Reconstrução

Uma ultra não termina na linha de chegada. Verdade seja dita, toda uma outra prova de endurance começa a partir daí. 

Primeiro, é necessário acalmar o corpo, deixá-lo entender que ele fez o seu papel e que agora é hora de descansar. Com calma. 

Friso isso porque, por mais que músculos e mente estejam a milhão e em ritmos incessantes, basta cruzar a linha de chegada que eles ficam muito próximos de um estado de colapso. É parar de correr e pronto: pernas ficam duras, musculatura trava, um frio polar arrepia até a espinha e um cansaço bíblico toma conta do corpo. 

A cabeça pesa mais nas horas imediatamente seguintes à chegada. Desidratação e nutrição de guerra fazem-na ressoar mais que o normal, algo que vai passando a cada garfada de um jantar mais caprichado. Ainda assim, é necessária uma noite de sono e todo o dia seguinte para que ela realmente volte ao normal. 

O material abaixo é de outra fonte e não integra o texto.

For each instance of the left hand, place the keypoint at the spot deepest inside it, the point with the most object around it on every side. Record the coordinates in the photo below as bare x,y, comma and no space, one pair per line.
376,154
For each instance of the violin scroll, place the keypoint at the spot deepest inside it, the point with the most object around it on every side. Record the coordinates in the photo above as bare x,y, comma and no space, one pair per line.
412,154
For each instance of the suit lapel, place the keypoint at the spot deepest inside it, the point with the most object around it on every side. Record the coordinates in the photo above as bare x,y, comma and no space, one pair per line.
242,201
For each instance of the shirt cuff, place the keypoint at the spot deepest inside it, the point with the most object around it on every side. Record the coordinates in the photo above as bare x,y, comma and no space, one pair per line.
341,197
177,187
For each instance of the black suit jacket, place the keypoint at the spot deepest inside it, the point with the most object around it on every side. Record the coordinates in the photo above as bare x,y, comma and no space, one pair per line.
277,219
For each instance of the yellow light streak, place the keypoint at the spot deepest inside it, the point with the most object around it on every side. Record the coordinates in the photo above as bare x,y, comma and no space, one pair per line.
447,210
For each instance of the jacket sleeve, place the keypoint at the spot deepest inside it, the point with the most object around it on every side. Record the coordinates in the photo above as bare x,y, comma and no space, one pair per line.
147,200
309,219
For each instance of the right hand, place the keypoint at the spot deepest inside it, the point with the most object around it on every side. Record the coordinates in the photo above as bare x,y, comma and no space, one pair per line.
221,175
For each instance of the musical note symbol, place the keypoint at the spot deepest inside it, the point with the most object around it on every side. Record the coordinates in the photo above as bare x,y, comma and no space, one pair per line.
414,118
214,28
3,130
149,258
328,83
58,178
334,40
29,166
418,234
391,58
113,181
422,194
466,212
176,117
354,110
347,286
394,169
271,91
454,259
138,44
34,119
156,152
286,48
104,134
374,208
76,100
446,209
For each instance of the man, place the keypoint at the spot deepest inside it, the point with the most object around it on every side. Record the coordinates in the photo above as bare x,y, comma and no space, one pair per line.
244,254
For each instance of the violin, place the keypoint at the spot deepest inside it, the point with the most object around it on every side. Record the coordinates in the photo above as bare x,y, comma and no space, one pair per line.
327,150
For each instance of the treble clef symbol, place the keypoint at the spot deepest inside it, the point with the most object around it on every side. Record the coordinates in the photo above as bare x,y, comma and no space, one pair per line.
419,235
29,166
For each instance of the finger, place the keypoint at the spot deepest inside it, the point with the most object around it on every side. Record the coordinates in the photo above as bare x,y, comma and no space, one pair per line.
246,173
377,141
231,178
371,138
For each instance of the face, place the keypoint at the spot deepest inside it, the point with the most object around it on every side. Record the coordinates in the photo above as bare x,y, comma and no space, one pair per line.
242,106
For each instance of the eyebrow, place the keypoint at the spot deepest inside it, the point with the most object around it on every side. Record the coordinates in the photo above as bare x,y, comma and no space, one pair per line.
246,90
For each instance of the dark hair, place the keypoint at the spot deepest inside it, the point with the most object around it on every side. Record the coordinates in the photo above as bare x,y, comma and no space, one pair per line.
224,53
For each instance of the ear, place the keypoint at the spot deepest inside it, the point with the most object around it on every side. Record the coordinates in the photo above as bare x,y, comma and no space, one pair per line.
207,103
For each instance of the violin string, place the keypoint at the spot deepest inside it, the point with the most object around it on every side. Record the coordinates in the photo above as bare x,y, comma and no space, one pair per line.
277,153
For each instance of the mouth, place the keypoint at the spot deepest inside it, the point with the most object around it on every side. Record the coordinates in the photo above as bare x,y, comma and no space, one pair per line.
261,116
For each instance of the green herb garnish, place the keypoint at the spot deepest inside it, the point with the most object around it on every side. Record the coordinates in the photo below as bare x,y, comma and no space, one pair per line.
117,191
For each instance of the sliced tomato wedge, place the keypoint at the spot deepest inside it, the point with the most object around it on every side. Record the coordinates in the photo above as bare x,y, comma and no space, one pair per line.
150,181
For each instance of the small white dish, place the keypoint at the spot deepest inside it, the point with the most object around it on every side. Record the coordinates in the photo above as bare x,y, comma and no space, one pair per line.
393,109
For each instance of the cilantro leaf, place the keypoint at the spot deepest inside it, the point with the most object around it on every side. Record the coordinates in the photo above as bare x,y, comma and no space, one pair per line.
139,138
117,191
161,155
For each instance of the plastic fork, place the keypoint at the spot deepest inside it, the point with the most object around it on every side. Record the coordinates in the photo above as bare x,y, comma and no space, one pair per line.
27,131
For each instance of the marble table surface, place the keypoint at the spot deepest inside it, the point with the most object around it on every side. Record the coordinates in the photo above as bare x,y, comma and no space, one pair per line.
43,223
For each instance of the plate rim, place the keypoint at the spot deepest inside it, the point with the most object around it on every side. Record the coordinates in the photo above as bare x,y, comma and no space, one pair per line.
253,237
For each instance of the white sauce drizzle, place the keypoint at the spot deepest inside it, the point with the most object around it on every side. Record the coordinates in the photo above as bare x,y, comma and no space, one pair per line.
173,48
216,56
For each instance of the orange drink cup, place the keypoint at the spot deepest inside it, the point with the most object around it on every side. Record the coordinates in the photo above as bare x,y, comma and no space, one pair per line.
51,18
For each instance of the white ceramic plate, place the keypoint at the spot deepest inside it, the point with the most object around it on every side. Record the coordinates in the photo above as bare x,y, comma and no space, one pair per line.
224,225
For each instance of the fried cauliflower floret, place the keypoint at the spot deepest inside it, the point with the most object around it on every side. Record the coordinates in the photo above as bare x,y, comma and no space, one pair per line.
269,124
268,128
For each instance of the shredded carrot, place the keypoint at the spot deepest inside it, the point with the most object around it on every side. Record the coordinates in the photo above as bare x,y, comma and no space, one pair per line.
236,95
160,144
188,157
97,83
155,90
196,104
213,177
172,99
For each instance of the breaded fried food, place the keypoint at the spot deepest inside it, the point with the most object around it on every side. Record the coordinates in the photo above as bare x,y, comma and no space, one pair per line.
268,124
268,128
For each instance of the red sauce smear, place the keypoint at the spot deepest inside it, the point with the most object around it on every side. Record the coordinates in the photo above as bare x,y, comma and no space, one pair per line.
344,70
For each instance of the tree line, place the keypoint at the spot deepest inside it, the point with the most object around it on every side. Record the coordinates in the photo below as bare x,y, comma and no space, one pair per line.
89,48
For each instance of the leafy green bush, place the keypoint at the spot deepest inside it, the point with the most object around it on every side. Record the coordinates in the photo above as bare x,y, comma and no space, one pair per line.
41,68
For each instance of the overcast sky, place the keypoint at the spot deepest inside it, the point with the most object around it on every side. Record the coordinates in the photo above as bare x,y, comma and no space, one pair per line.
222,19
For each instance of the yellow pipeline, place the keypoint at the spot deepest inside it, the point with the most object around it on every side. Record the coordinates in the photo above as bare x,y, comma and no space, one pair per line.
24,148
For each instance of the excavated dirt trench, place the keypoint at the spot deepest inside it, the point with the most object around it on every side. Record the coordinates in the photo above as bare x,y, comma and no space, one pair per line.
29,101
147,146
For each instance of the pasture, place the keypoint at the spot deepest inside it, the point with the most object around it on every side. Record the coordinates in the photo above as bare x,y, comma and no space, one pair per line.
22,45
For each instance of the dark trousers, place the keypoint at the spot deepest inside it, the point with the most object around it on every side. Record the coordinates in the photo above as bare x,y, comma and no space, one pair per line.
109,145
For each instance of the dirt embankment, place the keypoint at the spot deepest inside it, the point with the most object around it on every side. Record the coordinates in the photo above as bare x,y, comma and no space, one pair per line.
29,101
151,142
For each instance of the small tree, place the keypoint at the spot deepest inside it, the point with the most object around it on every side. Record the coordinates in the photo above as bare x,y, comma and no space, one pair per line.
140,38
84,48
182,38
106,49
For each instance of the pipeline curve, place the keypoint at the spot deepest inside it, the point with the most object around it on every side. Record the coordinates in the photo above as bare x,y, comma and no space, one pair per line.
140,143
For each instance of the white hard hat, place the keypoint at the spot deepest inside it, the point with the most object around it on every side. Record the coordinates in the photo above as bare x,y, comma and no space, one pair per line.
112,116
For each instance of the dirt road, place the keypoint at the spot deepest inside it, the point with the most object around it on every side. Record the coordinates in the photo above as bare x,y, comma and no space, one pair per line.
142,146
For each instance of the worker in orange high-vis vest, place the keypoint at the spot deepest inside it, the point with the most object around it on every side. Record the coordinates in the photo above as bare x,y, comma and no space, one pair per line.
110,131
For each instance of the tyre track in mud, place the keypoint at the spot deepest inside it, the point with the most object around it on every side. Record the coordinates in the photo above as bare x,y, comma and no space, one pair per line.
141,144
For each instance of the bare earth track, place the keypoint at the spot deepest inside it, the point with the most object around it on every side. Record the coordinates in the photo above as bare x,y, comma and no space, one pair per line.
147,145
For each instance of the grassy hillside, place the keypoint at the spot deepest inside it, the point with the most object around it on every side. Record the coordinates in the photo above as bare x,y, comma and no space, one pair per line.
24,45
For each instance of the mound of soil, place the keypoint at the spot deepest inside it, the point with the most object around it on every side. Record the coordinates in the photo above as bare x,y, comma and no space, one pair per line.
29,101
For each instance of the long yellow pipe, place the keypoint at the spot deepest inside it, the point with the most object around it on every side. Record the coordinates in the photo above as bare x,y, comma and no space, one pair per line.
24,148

Juntamente com a cabeça, os músculos – claro – doem. Por fases, pedaços, quase que de maneira compartimentalizada. Esse ponto é curioso: todo o corpo pode estar dolorido mas, se a coxa esquerda carregar a dor mais intensa, é nela que a mente se focará. As demais parecerão apenas um leve e distante incômodo. Com a experiência, as dores musculares são as primeiras que passam: em uns dois dias não há mais nem lembrança delas. Pode-se inclusive dar um trote pelo parque para forçar uma reanimação geral que músculo algum será barreira. 

Musculatura, no entanto, não é tudo. Enquanto coxas, panturrilhas, pés e torso ficam bons, o organismo começa a se refazer em seu próprio ritmo. 

Estômago, ainda inconformado com a provação, tenta voltar ao seu normal – algo que levará alguns dias ainda.
Rins e bexiga parecem tentar se reconhecer: o ato de urinar em si carrega alguma dor na medida em que se vai eliminando as toxinas do corpo. Não é uma dor lascinante: é apenas presente e incomoda na medida em que, aos poucos, se vai mais e mais ao banheiro. A cada ida, pequenas mudanças são sentidas: o incômodo vai diminuindo e a coloração muda de laranja escuro para amarelo claro. Dois, três, talvez quatro dias se passam até que tudo volte ao normal.

No total, a recuperação de uma ultra pode levar até uma semana a depender da experiência do corredor e do próprio estilo da prova. Esse ponto é importante: ultras de montanha, com mais ajustes de ritmo em que trocas por caminhadas e corridas são constantes, costumam imprimir danos menores; ultras mais rápidas, onde se corre por quase todo o tempo, são mais severas. 

Severas ou não, todas passam. De lembrança, deixam apenas algumas bolhas nos pés, lembranças fortes e aquela sensação de missão cumprida que costuma vir acompanhada de alguma outra meta. 

E já é hora de começar tudo de novo. 

Definitivamente, entender esse mundo de ultras que tanto amamos não é das tarefas mais fáceis!

  

Aceitando a grande fome

Desisti de controlar o apetite. Simples assim.

Até então, cada alimento consumido era pensado, pesado, dosado. Mas desde abril, quando os treinos para Comrades se intensificaram, isso foi ficando difícil.

A prova veio e passou. Ganhei uns quilos na semana de descanso e dobrei a atenção. Voltei à rotina pegando pesado em treinos com tiros, tempos e ladeiras – e os quilos foram embora.

Nesse vai-e-vem de peso, a constância foi sempre a fome. Gigante em alguns momentos, com ataques súbitos de intensidade.

O único lado positivo é que coisas como frituras e fast-foods já não descem mais – pelo menos a qualidade dos alimentos melhorou um pouco. Um pouco, já que meu vício por chocolate beira o ridículo.

Enfim: o fato é que desisti de me estressar por isso. Se a intensidade dos treinos acaba anulando os inevitáveis resultados da grande fome, então que seja esse um dos equilíbrios trazidos pelas ultras.

Agora, quando alguém me perguntar porque passo tanto tempo correndo, já terei uma resposta mais prática e menos filosófica: para comer tudo o que quiser!

Agora dá licença: vou tomar um outro café da manhã. E depois almoçar.